Archives For poem

Saint Francis

“I love St. Francis of Assisi as well as anybody in the world.” Desolation Angels

Once a sybarite youth and reveler
Dreams and visions and change of heart
Lepers and beggars fevered new start
Francis set to restore his Father’s house
He threw and flung church gold away
Bernardone beat and locked he stayed
Francis turned from father’s ways
And stood there humble, pure, and bare
He wed himself to poverty and fast as fare
To gain heaven nay palace but by hut everlasting
He preached and lived non-violence and reconciliation
Mysticism, holy vows, chasten, tonsured, unshaven
A poor and meek monk and brother
Lover of creatures, creation, and creator
Sought spiritual experiences and lofty visions
Contemplation and stigmata and the Christ in crucifixion
Compassion and forgiveness
Francis was a man of action
And taught by his deeds and sanctification

Tristessa

Tristessa
Black tresses
Dirty dresses
You mess-a
Mucha lucha,
Muchacha, señorita
Esperanza
Junk is a drag
“It is a way of life.” i
Just ask BOOL
No gains, all loss
(Not everyone as smart as old Harvard Lee, anthropologist)
Junk is called junk because it is junk
“They all looked like junk.” ii
Hope is gone, Esperanza
Replaced with junk
Sickness
Hopelessness
Tristessa
Junk is a drag
Junkies are a drag
Goodbye peachy coffee complexion
Black satin hair
Madonna ways
Adios, Tristessa
“ . . . I don’t like what it does to people.” iii

i Burroughs, William S. Junky: The definitive text of “Junk.” (New York: Penguin Books. 2003), p. xxxix.
ii Burroughs, William S. Junky: The definitive text of “Junk.” (New York: Penguin Books. 2003), p. 25.
iii Burroughs, William S. Junky: The definitive text of “Junk.” (New York: Penguin Books. 2003), p. 59.

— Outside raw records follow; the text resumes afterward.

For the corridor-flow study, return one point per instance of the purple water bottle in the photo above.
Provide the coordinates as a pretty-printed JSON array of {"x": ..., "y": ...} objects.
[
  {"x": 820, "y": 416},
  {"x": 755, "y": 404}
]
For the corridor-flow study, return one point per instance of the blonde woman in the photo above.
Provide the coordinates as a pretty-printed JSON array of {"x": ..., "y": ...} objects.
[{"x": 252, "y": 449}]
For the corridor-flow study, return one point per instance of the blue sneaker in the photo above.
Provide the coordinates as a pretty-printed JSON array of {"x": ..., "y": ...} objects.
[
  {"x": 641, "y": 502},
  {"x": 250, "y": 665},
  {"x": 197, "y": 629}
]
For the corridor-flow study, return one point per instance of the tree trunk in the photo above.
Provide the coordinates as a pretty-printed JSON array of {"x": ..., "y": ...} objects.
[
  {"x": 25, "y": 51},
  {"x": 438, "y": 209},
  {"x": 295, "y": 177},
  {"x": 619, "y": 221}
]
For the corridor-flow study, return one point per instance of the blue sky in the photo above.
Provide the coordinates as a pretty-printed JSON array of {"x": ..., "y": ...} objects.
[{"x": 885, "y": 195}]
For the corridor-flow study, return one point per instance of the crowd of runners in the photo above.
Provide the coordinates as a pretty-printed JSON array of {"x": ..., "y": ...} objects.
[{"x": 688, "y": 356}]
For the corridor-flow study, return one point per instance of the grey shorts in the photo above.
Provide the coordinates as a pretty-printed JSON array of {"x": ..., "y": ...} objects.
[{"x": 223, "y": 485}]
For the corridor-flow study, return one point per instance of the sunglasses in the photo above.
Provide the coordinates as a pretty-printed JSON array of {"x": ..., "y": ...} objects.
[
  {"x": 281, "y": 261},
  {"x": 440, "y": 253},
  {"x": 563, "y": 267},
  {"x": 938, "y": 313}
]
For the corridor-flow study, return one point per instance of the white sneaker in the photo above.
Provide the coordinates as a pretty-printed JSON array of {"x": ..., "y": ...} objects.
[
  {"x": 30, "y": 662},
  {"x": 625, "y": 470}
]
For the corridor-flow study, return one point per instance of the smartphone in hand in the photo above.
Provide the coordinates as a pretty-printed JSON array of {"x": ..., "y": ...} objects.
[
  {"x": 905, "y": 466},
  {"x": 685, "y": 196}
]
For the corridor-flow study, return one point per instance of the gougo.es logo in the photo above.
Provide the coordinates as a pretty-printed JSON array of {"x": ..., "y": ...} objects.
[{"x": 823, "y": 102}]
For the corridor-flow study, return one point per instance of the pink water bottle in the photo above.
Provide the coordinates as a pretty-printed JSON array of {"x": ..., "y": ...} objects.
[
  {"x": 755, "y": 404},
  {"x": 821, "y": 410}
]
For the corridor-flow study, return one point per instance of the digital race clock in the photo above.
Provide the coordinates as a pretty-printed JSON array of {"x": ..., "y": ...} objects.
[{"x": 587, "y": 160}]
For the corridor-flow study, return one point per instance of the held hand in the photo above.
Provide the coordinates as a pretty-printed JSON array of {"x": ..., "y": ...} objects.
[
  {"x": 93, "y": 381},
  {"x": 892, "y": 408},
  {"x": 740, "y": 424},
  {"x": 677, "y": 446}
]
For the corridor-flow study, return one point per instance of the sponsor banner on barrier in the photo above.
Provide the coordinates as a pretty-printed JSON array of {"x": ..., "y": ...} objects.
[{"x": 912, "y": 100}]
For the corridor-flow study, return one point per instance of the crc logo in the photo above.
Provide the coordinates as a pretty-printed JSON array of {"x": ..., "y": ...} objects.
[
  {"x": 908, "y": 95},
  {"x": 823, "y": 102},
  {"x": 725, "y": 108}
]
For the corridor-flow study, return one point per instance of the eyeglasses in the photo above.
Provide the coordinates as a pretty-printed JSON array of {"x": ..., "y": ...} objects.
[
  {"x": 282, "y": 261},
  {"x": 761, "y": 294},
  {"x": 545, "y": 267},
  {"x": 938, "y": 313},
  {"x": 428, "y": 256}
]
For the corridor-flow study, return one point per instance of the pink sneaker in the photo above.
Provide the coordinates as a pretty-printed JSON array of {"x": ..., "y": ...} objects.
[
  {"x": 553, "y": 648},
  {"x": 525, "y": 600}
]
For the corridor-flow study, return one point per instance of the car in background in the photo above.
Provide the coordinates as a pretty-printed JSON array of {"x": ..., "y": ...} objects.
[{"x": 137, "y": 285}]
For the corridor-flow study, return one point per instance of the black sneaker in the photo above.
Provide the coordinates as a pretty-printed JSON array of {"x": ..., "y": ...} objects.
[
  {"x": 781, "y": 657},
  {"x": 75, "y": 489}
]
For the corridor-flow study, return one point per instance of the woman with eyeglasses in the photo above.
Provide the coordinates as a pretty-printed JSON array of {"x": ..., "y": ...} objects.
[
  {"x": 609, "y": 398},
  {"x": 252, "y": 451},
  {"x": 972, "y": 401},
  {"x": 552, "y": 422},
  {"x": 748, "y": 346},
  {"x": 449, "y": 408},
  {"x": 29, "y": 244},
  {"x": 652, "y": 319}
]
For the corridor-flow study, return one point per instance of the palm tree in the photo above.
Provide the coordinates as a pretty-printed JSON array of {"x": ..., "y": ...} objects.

Of the Beautiful Alene Lee

It was Paradise Alley so long ago
In the alphabet downtown east
Lived a subterranean in clouds of strong dark tea
By the name of Alene Lee
San Fran or New York City
Names, places changed but ‘tis the same
Heavenly Lane and hipster games
Pillow talk and pushcart walks
Of the beautiful Alene Lee
Of the beautiful Alene Lee
He was young and drunk and jazzed
She younger and cool and sweet
High cheekbones and velvet slacks
She was brown and blue and black
Nineteen fifties USA
What would mother, sister say?
Of the beautiful Alene Lee
Of the beautiful Alene Lee
He was sad
She was sad
Angels, seraphs, poets mad
Poor back courts and gray sheet pads
Love was doomed
In urban gloom
Modern, new, small, and thin
A writer writes of soft rose light
Of the beautiful Alene Lee
Of the beautiful Alene Lee

Doctor William S. Sax and Bird of Paradise

Doctor William S. Sax and Bird of Paradise
Faust Part Three
Sad Catholic childhood as dark nuns weep in rain i
And Saint Thérèse turns her head
Vanilla pudding and snow swirls dust Milk Street ii
Brown banks of Merrimac muck
And child ghosts and fantasy
Sax hides in darkness (Round Midnight)
The Shadow
Under porches
Count Condu below evil Castle
Castle Hill, Snake Hill
Fury river roars white horses of the apocalypse
Nightmares and cotton dress and apron strings
La mort and gentle flaky apple pies iii
Terrifying poems of inky night
Lenten March and candle wax
Grotto and Stations, memories and dreams
Goodbye soft innocent books of childhood
New Hampshire sorrows flood tear-soaked sea
Thérèse showers roses in eternity
The Lord rose on Easter morn iv
A new tone springs from Dorsey’s horn
Tragic roses crown your hair
Cherry blossoms once a year

i  Kerouac, Jack. Doctor Sax: Faust Part Three. (New York: Grove Press, 1959). p. 34.
ii  Ibid., p. 25.
iii Ibid., p. 81.
iv Ibid., p. 244.

Young Charlie Parker

“All you need is one person in your whole life to really be listening.” i

Young Charlie Parker
Lester Young, Charlie Parker
Chu Berry, berry, young Charlie Parker
Charlie Parker from Kansas City
The swingiest, stompingest this land’s city
Shoot’em up cowboy city
Gangster city
Nighttime city
Charlie original
Charlie natural
And they once laughed him off the bandstand
And that broke his heart
But he hoboed out
In the last years of the Great Depression
Boxcar ride
Chicago to the Apple
And made it to the home of happy feet
The hopping Savoy
Put the pots on
And then some ii

i  The Rolling Stone Book of the Beats: The Beat Generation and American Culture. Ed. Holly George-Warren. (New
York: Hyperion, 1999), “This Song’s for You, Jack: Collaborating with Kerouac” by David Amram. p. 123.
ii  Crouch, Stanley. Kansas City Lightning: The Rise and Times of Charlie Parker. (New York: Harper Collins, 2013).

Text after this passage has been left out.